Each train set will have 477 second-class and 85 first-class seats, three wheelchair spaces, eight bicycle spaces, a separate toddler area and a family area with play area. Trains will be equipped with Wi-Fi, blind spot detection cameras, onboard entertainment (ICE portal), passenger information systems with real-time data and luggage space. Each trainset will have a bistro car, family areas, 3 wheelchair spaces, and 8 bicycle spaces in the driving trailer. Window glass will be designed to improve signal reception for mobile devices.

Step free entry is possible at suitably constructed platforms due to a continuous 760 mm entry and floor height - one of the standard European platform heights. This helps ensure accessibility in Germany and the Netherlands.

== Routes ==
According to Deutsche Bahn, the trains were originally planned to be put in service from the 2023/24 timetable change onwards and would have appeared on the Berlin - Amsterdam route and then from the summer of 2024 onwards holiday services between Berlin, Cologne, Karlsruhe and Westerland (on Sylt). It was later reported that entry into service would be delayed from autumn 2024 to the middle of 2025, with delays encountered in testing and approval. Further delays were announced in 2025 with entry into service on domestic routes in late 2025 the earliest with international services not before mid-2026. In August 2025, DB confirmed the first trains would enter service with the December timetable change.
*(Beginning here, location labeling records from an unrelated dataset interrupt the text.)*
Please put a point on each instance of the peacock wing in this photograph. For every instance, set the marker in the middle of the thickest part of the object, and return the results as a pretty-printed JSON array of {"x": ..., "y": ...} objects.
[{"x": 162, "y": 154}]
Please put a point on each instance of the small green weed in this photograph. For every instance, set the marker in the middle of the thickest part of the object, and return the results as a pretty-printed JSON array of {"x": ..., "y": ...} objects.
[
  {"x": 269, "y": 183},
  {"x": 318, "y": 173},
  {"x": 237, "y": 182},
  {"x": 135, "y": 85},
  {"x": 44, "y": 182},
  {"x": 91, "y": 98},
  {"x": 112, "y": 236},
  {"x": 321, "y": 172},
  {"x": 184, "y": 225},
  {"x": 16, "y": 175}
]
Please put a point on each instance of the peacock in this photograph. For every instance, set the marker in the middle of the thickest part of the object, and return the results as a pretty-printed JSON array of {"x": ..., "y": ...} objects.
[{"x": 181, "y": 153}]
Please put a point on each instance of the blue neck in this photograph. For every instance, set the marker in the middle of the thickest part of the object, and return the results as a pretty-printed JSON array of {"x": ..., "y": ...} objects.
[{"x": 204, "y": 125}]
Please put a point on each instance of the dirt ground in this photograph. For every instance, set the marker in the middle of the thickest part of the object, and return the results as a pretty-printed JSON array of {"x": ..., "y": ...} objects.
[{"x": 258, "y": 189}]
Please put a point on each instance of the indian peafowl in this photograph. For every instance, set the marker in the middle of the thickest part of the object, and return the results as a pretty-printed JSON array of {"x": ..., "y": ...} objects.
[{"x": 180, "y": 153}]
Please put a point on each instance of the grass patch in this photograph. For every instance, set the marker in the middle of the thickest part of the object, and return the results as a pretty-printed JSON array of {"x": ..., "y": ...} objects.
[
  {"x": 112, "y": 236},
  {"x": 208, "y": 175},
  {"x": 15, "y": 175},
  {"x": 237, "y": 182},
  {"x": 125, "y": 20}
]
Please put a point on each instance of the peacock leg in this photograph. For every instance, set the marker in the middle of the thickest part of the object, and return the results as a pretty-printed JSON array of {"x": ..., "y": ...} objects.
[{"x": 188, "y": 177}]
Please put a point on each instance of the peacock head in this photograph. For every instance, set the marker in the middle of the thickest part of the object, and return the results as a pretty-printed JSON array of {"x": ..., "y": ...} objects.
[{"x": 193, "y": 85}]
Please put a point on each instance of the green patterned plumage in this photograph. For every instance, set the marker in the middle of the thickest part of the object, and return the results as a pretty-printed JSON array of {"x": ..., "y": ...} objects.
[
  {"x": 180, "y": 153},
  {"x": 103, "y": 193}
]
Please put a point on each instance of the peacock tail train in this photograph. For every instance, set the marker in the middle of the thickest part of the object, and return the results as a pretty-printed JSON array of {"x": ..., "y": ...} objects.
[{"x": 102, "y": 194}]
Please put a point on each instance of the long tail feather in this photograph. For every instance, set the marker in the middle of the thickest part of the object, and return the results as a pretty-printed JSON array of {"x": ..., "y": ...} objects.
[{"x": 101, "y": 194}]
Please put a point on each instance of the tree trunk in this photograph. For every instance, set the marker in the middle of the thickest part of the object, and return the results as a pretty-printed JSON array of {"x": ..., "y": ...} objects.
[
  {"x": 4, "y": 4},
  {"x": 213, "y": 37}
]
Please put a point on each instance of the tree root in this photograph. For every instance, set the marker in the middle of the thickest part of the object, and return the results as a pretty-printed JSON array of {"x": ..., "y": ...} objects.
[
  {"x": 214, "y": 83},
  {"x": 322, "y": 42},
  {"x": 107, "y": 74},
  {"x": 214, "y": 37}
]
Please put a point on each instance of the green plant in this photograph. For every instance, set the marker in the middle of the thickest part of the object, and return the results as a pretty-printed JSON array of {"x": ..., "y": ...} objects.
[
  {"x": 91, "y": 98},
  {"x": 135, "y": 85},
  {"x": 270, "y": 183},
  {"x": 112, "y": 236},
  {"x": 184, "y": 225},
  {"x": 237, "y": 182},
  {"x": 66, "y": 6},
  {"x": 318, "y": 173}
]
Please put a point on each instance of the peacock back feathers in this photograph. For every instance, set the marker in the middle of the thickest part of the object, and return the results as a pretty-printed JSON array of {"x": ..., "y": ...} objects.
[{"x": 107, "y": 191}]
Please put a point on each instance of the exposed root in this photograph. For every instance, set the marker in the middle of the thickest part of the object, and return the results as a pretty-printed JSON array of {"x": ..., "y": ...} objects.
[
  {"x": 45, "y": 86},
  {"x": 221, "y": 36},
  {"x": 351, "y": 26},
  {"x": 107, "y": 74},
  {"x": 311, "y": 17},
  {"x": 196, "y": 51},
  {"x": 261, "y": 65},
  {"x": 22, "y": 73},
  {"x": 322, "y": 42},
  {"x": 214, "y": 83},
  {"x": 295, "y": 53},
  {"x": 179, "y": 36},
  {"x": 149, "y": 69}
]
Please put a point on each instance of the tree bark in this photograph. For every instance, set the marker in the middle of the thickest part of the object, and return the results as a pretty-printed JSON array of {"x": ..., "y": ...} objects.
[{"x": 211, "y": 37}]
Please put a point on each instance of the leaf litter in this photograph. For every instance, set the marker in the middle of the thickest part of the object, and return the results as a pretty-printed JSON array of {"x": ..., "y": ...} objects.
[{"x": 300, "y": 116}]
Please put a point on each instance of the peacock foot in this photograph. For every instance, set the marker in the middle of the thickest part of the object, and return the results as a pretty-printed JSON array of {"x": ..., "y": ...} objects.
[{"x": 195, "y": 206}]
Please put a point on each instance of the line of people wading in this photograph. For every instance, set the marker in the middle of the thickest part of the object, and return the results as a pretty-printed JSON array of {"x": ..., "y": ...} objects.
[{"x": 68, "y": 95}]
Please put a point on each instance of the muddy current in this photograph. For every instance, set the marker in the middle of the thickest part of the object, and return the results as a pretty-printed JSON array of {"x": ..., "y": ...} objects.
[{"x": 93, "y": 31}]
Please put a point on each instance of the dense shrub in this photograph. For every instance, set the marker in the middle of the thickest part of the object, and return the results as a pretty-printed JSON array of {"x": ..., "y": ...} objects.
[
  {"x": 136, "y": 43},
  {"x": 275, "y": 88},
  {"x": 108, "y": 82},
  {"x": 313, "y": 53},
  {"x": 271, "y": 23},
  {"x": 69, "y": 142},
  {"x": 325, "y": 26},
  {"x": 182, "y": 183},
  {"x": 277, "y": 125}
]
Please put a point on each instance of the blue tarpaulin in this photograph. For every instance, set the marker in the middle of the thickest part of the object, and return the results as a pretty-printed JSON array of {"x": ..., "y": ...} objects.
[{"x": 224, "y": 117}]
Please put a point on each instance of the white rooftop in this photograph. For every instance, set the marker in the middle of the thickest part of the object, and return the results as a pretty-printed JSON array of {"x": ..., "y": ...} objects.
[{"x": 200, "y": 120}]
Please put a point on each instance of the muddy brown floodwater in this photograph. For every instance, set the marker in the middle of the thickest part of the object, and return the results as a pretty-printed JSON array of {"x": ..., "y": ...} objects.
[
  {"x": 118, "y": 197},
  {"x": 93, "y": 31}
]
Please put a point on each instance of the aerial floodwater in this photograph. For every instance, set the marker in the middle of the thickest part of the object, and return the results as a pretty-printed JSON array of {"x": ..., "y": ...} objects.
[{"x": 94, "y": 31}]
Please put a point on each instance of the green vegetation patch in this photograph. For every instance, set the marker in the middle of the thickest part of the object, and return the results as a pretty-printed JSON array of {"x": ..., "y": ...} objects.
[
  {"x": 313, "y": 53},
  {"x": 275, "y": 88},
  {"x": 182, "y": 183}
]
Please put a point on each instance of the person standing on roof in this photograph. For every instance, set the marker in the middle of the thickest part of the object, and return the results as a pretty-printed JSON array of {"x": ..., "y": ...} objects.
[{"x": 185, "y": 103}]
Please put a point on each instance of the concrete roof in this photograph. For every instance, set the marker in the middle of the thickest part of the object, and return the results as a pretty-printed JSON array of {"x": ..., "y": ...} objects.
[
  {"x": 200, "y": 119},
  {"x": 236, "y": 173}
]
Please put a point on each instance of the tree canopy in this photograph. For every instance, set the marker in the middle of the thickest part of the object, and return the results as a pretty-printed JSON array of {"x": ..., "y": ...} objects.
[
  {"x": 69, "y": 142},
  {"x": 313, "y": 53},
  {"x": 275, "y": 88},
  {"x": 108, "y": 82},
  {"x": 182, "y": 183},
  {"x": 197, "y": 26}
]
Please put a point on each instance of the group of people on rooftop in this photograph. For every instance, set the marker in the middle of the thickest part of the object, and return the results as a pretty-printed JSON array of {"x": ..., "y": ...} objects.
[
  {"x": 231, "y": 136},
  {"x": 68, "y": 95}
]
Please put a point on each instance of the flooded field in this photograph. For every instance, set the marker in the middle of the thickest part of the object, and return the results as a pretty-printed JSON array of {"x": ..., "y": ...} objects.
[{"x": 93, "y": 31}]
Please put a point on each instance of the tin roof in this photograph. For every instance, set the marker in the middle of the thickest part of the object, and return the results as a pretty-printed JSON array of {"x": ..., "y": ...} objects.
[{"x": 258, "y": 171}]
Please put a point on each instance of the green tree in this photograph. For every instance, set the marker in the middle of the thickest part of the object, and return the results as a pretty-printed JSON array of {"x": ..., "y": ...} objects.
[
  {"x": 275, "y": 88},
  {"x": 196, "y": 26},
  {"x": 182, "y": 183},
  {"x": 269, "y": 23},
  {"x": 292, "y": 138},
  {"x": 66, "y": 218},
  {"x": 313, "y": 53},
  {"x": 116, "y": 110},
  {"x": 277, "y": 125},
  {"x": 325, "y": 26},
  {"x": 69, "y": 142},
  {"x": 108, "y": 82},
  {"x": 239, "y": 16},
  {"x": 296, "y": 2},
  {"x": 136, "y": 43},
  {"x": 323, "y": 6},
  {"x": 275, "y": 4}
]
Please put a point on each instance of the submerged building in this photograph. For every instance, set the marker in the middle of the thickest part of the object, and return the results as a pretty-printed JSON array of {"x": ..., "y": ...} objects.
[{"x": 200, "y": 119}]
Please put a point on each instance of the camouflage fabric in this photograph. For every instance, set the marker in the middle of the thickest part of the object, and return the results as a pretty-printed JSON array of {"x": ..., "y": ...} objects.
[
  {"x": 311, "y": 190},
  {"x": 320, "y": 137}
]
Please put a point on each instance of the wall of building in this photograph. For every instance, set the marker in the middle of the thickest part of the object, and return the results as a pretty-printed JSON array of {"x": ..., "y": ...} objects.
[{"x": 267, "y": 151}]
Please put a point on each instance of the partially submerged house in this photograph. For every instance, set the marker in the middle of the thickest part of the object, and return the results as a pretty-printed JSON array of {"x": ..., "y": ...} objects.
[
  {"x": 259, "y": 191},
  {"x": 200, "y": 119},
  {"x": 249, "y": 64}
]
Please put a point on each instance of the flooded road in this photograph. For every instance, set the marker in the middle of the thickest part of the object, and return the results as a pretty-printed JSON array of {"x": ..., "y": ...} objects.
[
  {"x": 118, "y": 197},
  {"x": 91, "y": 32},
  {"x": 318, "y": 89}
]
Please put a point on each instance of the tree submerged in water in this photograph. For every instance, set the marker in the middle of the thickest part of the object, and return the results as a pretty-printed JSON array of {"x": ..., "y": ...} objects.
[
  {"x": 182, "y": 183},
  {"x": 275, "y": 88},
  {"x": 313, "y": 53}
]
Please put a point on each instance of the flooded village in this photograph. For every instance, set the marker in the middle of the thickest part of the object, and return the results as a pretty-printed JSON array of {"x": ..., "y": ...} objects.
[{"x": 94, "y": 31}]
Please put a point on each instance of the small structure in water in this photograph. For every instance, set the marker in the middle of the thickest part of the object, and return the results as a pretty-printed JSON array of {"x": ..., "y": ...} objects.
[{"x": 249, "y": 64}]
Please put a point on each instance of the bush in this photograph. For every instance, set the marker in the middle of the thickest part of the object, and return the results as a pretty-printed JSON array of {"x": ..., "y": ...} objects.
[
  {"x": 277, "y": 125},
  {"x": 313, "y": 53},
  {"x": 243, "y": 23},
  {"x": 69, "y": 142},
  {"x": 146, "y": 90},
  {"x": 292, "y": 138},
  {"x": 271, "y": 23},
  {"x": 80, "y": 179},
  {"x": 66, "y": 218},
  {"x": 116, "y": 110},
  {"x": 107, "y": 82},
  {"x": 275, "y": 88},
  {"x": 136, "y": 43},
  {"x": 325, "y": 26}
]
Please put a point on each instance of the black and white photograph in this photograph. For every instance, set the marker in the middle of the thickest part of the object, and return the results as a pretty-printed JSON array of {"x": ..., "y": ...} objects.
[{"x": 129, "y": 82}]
The first trainsets are likely to work services between Berlin and Cologne.

As of 2019, DB Fernverkehr planned to use the new trains on the following routes:

- Berlin–Amsterdam
- Cologne–Oberstdorf (Winter seasonal)
- Berlin–Westerland (Sylt) (Summer seasonal)
- Cologne–Westerland (Sylt) (Summer seasonal)
- Karlsruhe–Westerland (Sylt) (Summer seasonal)

== Other versions ==
Danske Statsbaner (DSB) has ordered similar higher-speed trains for cross border long distance routes between Denmark and Germany.
DSB put the trains into passenger service 1 November 2025 between Østerport and Fredericia, and on 3 November 2025 between Copenhagen and Hamburg.

In March 2025, German media reported that DB Fernverkehr's competitor FlixTrain was negotiating with Talgo to buy 63 similar trains. In May 2025 FlixTrain announced their firm order of 30 Talgo 230 high speed trains (optionally up to 65) and maintenance, for €1.06 billion (with options up to €2.4 billion).